Lo que la corona de Letizia grita

Lo que la corona de Letizia grita

La excusa era la visita del presidente argentino. Pero el poder del símbolo de esa tiara, un poder que la reina sabe manejar a la perfección y con el que manda callados y jamás confirmados mensajes, fue más allá.

GTRESONLINE

Una corona es una corona: un poco de metal (normalmente noble) con unas cuantas piedras (normalmente nobles) y, quizá, algo de tela (normalmente noble también). Un símbolo de estatus, de poder, de altura e importancia, de distinción y de superioridad. En fin: un símbolo. Cargado de significado, que para eso están los símbolos. Pero no: los reyes de hoy no llevan coronas. A veces llevan bandas o collares, pero no coronas.

Pero Letizia el miércoles se plantó la corona. Ahora se llama tiara, sí, pero para ella fue toda una corona. Un poco de metal, platino, con unas cuantas muchas piedras tan nobles como lo pueden ser los diamantes. Un mucho de símbolo. Letizia se colocó sobre la cabeza, por primera vez en sus casi tres años como reina, una joya de pasar, de las que pertenecen a las reinas y solo a las reinas. A las infantas, si eso, se les presta. Pero, mientras viva, esas joyas son de ella. Y, quizá, en un futuro, de su hija.

Mil días. Mil días se cumplirán el domingo 26 de febrero desde que Juan Carlos I anunció que se bajaba del trono para que subieran los siguientes, el 2 de junio de 2014. Mil días ha tardado Letizia en meter la llave y abrir el joyero de las reinas, y en plantarse tres piezas históricas: un par de pendientes, otro par de pulseras y una corona, perdón, tiara, la de la Flor de Lis. La más importante que puede llevar una reina de España. La más simbólica. La más grande. La que está remachada con las flores de los Borbones. La que llevó Victoria Eugenia desde su boda hasta la de su hija mayor (la lució en la gala previa al enlace de la infanta Pilar, un año antes de morir, en una de sus últimas grandes apariciones). La que María de las Mercedes, madre de Juan Carlos, se plantó para la coronación de Isabel II de Inglaterra. La que la reina Sofía no lució hasta 1983 y que se puso, por última vez, en la última cena de su esposo como rey. La tiara grande. La corona.

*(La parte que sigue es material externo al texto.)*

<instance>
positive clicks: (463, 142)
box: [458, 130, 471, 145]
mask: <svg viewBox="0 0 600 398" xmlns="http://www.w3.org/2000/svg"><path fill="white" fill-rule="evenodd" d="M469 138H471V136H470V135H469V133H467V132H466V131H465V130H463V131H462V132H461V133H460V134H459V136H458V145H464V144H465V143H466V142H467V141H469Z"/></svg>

La excusa era la visita del presidente argentino, la primera gran cena de gala desde 2015. Pero no. Se la pudo haber puesto en el 75º cumpleaños de la reina Margarita de Dinamarca, pero ahí optó por algo más discreto (la situación económica tampoco daba para grandes fastos) y personal: estrenar la que le regaló Felipe, que llevaba seis años en un cajón, por su quinto aniversario de casados. Pero ahora el momento era, ya sí, apto para algo así. De hecho, era el adecuado.

Algunos dicen que quería eclipsar a Juliana Awada, la estilosa esposa de Mauricio Macri. Cualquier puñado de brillantes lo hubiera conseguido. Probablemente el poder del símbolo de esa tiara, un poder que la reina sabe manejar a la perfección y con el que manda callados y jamás confirmados mensajes, fue más allá. España, quizá, salga del bache. Pero la etapa más oscura de la monarquía ha pasado, estamos bien, ya podemos sonreír, lucirnos, ser reyes con corona parece querer contarnos Letizia. Que su cuñado el innombrable está condenado. Que la justicia manda, que ella es la reina y su marido, el rey. Que la cárcel, al menos el martes por la noche, es una opción, aunque la alegría ha tardado poco en desvanecerse. Esa tiara, ese símbolo que está para contarnos todo con la boca bien cerrada, quería gritar que se acabó. O, más bien, que todo acaba de empezar.